Despite improvements in perinatal care, Bronchopulmonary Dysplasia (BPD) in extremely premature infants has not decreased. Postnatal surfactant therapy provides symptomatic relief from Respiratory Distress Syndrome, but it does not translate into a reduction in BPD. Therefore, the search for effective interventions to prevent BPD continues.
Since PPARγ agonists have been demonstrated to promote neonatal lung maturation and injury repair, we hypothesized that a combined PPARγ agonist [pioglitazone (PGZ)] and synthetic lung surfactant [surfactant protein B (SP-B) mimic B-YL] formulation would stimulate lung maturation and block hyperoxia-induced neonatal lung injury more effectively than either modality alone.
One-day old Sprague-Dawley rat pups were administered PGZ+B-YL via nebulization every 24h up to 72h.
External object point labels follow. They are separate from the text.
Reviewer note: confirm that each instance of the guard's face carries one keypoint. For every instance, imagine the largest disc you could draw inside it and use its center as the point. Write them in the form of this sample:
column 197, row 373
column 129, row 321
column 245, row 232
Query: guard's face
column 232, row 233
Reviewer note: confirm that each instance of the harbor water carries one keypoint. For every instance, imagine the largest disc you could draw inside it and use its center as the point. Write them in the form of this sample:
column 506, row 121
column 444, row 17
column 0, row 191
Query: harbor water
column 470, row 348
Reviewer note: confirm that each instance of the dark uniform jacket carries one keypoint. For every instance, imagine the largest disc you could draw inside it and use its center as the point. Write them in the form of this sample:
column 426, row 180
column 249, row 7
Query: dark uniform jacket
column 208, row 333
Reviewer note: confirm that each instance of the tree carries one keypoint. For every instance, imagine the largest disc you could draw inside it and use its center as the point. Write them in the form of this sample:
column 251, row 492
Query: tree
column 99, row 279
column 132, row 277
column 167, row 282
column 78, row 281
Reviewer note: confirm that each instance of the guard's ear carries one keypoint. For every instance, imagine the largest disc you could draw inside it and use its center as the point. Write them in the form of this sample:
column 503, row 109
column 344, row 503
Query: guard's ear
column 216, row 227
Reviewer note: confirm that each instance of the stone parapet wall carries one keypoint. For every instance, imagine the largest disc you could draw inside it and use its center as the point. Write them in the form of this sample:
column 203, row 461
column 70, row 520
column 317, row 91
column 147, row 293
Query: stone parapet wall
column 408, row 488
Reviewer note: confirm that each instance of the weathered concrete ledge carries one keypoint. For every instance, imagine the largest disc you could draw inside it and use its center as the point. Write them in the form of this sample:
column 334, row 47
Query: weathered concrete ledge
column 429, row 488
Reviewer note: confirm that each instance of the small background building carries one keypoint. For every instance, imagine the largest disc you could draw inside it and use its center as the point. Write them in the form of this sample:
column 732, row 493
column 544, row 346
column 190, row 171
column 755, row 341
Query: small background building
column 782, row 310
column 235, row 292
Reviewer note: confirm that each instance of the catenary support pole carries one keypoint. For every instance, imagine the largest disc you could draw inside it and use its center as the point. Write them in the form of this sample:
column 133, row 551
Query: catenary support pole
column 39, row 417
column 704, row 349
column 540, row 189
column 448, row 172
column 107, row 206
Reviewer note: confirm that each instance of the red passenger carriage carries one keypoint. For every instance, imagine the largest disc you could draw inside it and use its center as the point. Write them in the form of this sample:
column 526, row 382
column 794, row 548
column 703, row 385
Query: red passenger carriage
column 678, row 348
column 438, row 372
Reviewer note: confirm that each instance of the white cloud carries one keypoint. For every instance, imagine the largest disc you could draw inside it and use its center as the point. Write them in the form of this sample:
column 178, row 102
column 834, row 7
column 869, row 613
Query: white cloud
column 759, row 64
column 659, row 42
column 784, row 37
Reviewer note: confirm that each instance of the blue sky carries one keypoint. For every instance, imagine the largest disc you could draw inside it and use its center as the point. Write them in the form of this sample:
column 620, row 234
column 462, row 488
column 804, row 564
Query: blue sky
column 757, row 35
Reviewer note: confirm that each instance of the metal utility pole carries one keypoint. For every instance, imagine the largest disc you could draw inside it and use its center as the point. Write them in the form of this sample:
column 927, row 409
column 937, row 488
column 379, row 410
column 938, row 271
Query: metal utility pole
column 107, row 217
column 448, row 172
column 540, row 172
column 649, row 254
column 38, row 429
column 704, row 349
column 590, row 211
The pups were exposed to either 21% or 95% O 2, following which pups were sacrificed and lungs examined for markers of lung maturation [(PPARγ, SP-C, and cholinephosphate cytidylyltransferase (CCT-α) by Western analysis), and (H 3)triolein uptake] and injury repair (bronchoalveolar lavage cell count and protein content; LEF-1, Fibronectin, ALK5, and β-catenin protein levels by Western analysis].